Der für „Die Monster AG“ erstmals etablierte und zuvor eingesetzte Haar-Simulator konnte diesen Anforderungen nicht gerecht werden. So wurde im Vorfeld der Produktion für „Merida“ eine innovative Software entwickelt. Ein neuer Algorithmus machte es möglich, die Locken ähnlich dem physikalischen Verhalten einer elastischen Sprungfeder zu bewegen. Sie ziehen sich auseinander, wenn die Figur sich bewegt, und hüpfen in die Ausgangsposition zurück, wenn die Figur wieder ruht. Zudem setzt sich Meridas glänzend roter Haarschopf aus 1.500 individuell gefertigten Kurven zusammen, die alle physikalisch korrekt aufeinander reagieren. Das Ergebnis ist eine der ikonischsten Haarprachten der jüngeren Animationsgeschichte, die trotz ihrer imposanten Erscheinung fotorealistisch erscheint und nur in den feinsten Details stilisiert wurde.

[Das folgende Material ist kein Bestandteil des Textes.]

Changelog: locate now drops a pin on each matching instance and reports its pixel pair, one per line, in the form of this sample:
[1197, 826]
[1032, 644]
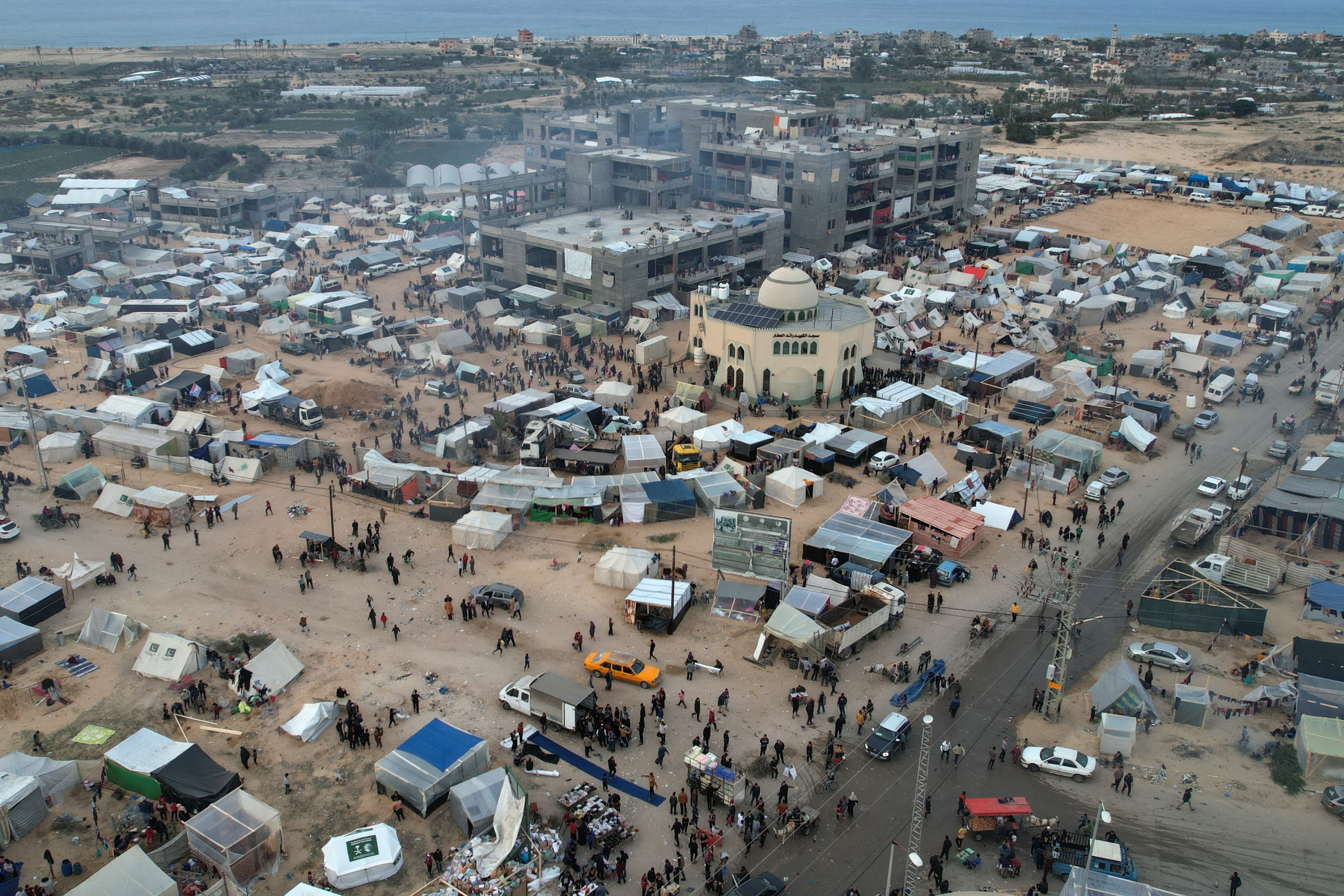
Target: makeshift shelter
[1120, 692]
[31, 600]
[794, 486]
[240, 836]
[80, 486]
[170, 657]
[483, 530]
[624, 567]
[108, 630]
[312, 720]
[131, 874]
[18, 641]
[362, 856]
[1320, 748]
[428, 764]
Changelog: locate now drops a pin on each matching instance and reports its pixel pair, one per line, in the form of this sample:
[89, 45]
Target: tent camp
[1120, 692]
[794, 486]
[131, 874]
[428, 764]
[624, 567]
[240, 836]
[311, 722]
[483, 530]
[362, 856]
[108, 630]
[170, 657]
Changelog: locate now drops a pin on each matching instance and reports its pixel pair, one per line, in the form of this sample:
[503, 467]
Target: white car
[1059, 761]
[1213, 487]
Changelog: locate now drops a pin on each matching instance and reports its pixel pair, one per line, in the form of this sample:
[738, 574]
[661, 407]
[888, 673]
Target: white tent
[794, 486]
[482, 530]
[613, 393]
[60, 448]
[625, 567]
[170, 657]
[311, 722]
[362, 856]
[131, 874]
[108, 630]
[275, 667]
[683, 420]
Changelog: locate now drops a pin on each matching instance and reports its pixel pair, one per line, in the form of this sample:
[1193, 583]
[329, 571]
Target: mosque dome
[788, 289]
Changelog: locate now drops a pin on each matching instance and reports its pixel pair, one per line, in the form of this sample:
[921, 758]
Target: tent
[624, 567]
[1320, 748]
[170, 657]
[276, 668]
[18, 641]
[31, 600]
[362, 856]
[131, 874]
[311, 722]
[794, 486]
[80, 486]
[108, 630]
[240, 836]
[428, 764]
[60, 448]
[482, 530]
[1120, 692]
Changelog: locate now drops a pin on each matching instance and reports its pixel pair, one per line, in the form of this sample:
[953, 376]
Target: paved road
[999, 688]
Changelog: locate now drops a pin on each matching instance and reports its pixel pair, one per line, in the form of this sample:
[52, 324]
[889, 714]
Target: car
[1115, 476]
[624, 667]
[889, 737]
[1240, 490]
[1162, 655]
[498, 594]
[1059, 761]
[883, 461]
[1206, 420]
[1334, 800]
[1213, 486]
[1281, 449]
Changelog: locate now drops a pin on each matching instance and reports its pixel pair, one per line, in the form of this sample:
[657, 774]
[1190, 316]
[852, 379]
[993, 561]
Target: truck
[1330, 391]
[562, 702]
[1191, 527]
[1226, 570]
[296, 412]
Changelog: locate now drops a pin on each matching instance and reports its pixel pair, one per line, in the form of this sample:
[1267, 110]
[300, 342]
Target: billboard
[752, 544]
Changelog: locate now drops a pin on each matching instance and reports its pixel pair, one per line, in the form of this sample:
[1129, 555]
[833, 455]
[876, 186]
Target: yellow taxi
[624, 667]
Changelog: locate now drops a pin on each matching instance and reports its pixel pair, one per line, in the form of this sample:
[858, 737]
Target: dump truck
[1191, 527]
[1226, 570]
[562, 702]
[302, 413]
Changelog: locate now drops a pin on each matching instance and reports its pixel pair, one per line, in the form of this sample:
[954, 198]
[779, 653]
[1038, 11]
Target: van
[1219, 389]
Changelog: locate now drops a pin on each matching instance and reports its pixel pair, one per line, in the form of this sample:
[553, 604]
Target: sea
[187, 23]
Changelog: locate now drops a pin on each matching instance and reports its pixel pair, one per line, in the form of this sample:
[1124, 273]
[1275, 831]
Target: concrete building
[787, 339]
[619, 257]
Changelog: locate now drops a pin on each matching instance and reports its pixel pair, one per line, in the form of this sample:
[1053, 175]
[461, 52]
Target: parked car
[1206, 420]
[1059, 761]
[1162, 655]
[624, 667]
[1213, 486]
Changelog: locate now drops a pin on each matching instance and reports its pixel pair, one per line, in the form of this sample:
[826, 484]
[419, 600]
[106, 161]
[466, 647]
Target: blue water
[170, 23]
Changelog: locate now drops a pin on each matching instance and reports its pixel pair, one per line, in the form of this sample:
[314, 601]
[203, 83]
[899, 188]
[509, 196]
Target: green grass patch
[34, 163]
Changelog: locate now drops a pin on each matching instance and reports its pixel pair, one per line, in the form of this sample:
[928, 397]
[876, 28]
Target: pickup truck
[1226, 570]
[561, 700]
[1191, 527]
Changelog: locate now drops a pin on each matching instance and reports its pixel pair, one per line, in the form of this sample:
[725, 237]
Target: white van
[1221, 389]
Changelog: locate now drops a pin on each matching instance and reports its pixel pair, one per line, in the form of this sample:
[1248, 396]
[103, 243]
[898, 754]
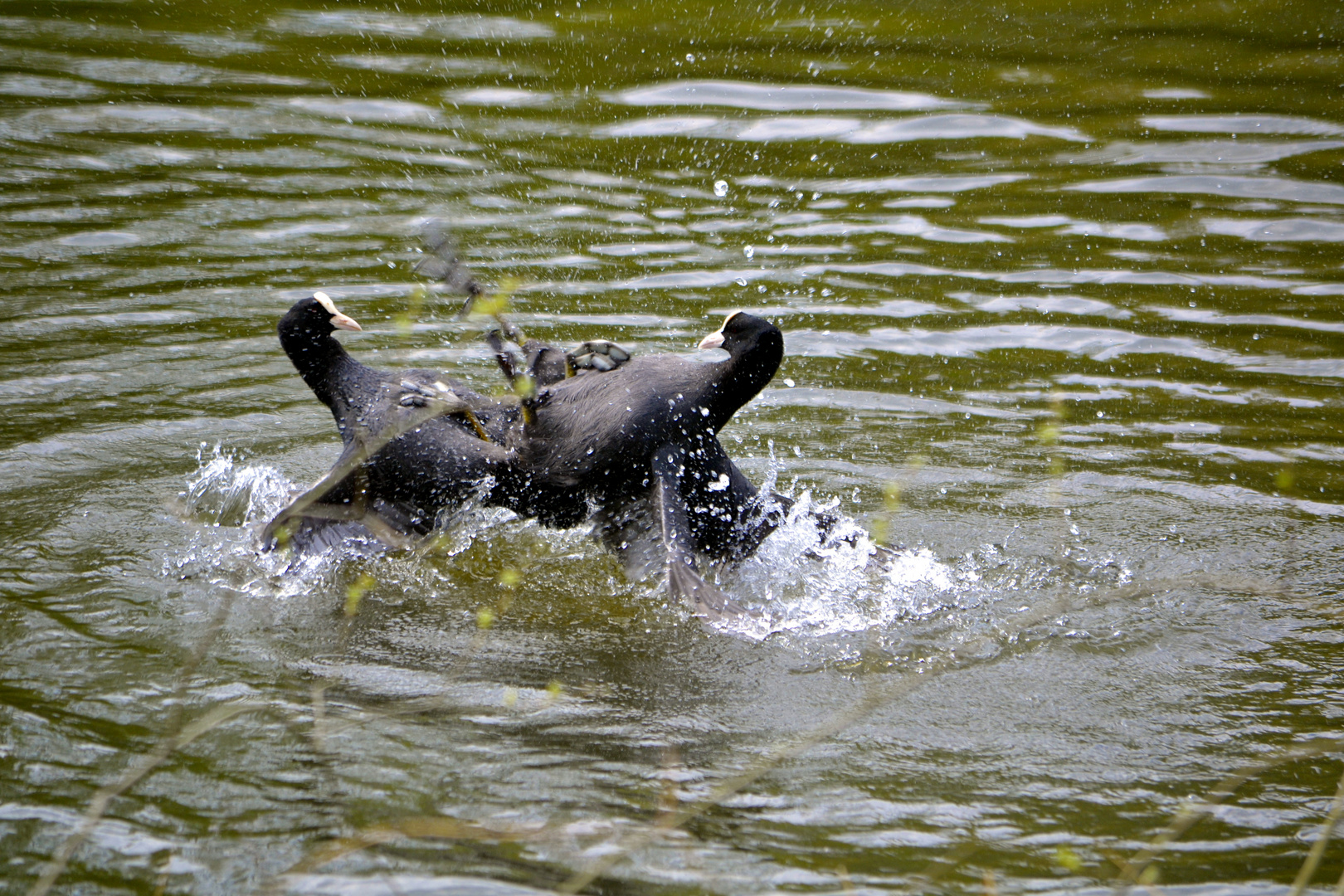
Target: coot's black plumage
[643, 441]
[639, 442]
[390, 486]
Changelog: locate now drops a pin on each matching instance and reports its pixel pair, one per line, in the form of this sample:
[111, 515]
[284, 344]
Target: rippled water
[1060, 295]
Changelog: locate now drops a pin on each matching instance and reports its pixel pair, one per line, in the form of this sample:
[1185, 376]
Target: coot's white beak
[339, 321]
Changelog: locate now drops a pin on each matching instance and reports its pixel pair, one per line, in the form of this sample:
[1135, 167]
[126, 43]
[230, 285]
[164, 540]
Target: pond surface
[1060, 292]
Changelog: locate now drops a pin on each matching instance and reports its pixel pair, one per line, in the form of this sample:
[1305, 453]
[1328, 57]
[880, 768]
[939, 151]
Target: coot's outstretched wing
[684, 579]
[350, 468]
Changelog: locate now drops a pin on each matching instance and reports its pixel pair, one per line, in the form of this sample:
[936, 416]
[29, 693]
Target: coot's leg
[684, 578]
[597, 355]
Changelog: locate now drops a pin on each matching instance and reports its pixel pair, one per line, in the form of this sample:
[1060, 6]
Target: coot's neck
[745, 373]
[314, 353]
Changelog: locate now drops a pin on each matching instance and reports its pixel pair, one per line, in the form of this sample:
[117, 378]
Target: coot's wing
[363, 446]
[684, 578]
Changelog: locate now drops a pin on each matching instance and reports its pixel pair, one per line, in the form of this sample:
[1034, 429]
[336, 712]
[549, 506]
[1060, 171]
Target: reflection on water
[1059, 292]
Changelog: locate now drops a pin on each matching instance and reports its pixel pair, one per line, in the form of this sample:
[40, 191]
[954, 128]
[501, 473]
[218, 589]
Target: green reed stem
[178, 737]
[1322, 837]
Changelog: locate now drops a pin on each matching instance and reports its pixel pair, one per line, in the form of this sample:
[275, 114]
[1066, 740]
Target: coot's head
[756, 348]
[319, 314]
[743, 334]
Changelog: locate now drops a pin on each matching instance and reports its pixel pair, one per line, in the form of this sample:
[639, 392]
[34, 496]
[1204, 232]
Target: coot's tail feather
[704, 598]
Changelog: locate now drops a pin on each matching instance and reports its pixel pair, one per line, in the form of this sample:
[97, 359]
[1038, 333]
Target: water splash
[225, 494]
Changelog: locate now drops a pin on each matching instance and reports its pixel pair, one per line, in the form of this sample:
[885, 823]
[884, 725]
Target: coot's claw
[598, 355]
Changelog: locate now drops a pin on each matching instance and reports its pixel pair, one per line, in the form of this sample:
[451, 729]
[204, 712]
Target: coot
[641, 444]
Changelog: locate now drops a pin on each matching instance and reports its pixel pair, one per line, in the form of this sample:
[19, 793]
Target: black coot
[641, 442]
[416, 444]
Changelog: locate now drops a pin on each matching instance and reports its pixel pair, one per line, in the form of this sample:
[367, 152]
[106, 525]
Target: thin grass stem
[1322, 839]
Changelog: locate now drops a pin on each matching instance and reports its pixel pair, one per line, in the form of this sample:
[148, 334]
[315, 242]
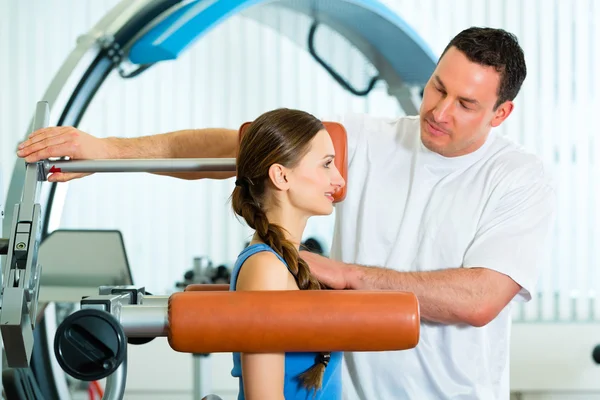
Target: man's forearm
[446, 296]
[191, 143]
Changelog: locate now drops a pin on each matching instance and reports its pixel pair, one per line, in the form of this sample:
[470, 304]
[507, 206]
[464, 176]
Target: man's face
[457, 111]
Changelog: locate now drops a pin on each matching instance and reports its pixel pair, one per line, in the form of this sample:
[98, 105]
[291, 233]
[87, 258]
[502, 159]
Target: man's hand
[330, 272]
[63, 141]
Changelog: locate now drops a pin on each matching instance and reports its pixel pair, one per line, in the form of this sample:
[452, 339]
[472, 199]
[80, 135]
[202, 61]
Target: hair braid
[273, 235]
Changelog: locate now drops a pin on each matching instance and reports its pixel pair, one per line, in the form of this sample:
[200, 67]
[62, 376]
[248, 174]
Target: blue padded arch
[363, 22]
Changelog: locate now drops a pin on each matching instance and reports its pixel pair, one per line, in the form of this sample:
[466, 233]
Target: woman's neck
[290, 220]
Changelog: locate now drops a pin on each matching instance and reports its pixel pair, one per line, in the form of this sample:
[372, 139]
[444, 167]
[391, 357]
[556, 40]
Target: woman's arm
[263, 373]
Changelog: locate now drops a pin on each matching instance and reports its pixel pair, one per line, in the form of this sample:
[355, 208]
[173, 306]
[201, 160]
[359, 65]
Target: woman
[285, 174]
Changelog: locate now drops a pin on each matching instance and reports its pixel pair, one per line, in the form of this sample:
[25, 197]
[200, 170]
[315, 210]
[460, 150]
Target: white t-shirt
[410, 209]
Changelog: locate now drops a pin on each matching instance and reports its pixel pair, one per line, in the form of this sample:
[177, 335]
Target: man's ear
[502, 112]
[278, 176]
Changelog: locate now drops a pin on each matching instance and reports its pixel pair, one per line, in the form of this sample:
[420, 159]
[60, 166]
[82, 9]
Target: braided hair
[283, 137]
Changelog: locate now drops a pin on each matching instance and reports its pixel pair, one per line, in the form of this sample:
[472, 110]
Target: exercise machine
[91, 343]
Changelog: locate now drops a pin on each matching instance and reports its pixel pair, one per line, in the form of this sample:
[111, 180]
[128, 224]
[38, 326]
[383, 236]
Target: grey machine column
[125, 314]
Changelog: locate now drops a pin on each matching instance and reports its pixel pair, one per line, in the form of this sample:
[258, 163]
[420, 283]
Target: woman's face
[315, 179]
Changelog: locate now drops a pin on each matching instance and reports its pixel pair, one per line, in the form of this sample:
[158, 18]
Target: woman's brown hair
[282, 137]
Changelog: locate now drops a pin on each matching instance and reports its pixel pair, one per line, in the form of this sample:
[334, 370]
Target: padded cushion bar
[279, 321]
[206, 287]
[337, 132]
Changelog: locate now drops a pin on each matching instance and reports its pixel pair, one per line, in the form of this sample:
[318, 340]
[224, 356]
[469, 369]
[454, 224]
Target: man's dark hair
[494, 48]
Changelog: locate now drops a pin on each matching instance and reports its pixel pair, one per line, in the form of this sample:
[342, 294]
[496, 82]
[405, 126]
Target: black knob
[596, 354]
[90, 344]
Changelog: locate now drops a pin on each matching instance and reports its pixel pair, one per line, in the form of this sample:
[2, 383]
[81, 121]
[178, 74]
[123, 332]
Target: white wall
[230, 76]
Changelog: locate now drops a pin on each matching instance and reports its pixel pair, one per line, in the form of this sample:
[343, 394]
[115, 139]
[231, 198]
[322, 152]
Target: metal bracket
[21, 272]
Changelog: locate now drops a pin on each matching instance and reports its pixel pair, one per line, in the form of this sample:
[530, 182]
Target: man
[437, 204]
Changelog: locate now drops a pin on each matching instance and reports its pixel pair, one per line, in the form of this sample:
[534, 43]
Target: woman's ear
[278, 176]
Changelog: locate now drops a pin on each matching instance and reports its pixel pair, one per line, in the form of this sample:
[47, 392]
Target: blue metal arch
[393, 47]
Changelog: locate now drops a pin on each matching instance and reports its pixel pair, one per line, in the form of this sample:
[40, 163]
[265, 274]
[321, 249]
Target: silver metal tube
[144, 165]
[156, 301]
[115, 383]
[144, 321]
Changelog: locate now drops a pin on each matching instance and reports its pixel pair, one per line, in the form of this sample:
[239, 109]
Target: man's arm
[70, 142]
[473, 296]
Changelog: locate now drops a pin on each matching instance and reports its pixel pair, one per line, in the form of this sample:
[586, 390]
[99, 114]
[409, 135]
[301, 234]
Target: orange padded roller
[206, 287]
[295, 320]
[337, 132]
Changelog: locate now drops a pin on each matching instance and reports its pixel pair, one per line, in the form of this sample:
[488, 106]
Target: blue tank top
[295, 363]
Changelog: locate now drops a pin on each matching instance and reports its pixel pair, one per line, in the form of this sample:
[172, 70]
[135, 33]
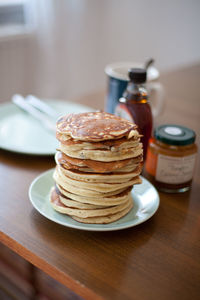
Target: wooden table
[159, 259]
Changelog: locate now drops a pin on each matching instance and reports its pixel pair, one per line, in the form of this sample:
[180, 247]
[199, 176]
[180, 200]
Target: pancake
[105, 219]
[99, 187]
[100, 178]
[104, 155]
[95, 126]
[88, 165]
[99, 160]
[106, 200]
[82, 191]
[85, 213]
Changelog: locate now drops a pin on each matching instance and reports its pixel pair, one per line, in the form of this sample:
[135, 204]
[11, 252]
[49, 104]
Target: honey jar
[171, 158]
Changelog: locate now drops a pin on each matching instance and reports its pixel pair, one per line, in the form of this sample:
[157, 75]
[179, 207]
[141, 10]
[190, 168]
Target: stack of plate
[98, 161]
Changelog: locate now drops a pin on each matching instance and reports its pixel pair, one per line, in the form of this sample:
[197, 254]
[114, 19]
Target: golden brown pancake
[98, 161]
[88, 213]
[98, 166]
[95, 126]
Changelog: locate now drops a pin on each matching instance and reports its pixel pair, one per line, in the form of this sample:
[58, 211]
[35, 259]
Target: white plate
[20, 132]
[145, 196]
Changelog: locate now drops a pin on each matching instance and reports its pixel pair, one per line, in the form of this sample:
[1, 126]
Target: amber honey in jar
[171, 158]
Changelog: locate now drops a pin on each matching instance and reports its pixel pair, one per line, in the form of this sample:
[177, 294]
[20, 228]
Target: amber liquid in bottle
[136, 100]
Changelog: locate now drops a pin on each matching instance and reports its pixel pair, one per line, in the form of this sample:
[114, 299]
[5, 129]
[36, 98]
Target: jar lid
[175, 135]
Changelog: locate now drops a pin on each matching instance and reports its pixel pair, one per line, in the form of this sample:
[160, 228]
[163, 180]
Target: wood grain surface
[159, 259]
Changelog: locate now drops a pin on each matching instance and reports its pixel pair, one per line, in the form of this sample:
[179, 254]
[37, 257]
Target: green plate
[20, 132]
[146, 202]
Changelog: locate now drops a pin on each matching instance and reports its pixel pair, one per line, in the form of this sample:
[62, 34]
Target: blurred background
[59, 49]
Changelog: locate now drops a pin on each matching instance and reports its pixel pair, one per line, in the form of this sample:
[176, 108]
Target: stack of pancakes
[98, 162]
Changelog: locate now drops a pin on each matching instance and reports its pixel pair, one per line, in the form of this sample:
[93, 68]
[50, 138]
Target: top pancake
[95, 126]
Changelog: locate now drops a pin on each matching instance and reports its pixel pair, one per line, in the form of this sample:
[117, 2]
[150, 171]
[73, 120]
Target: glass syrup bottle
[135, 107]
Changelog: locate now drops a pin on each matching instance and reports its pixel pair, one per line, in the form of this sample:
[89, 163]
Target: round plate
[145, 196]
[20, 132]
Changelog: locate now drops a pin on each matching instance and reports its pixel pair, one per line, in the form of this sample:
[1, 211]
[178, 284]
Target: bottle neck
[136, 92]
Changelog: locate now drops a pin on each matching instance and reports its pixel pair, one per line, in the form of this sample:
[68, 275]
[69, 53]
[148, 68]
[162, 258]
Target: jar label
[175, 170]
[122, 111]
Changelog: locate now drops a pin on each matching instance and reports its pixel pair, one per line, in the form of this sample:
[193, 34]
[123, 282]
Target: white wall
[75, 39]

Nichtsdestotrotz können die Macher hinter den Kulissen nur mit der Technik arbeiten, die ihnen zum Zeitpunkt der Produktion gegeben ist. Wer weiß also, was uns in Zukunft an Animations-Praktiken erwartet. Vielleicht erscheinen uns die Haare von Merida in zehn Jahren also auch wieder als unrealistisch. Was aber gewiss immer bleibt, ist die Identifikation mit den Motiven der Charaktere.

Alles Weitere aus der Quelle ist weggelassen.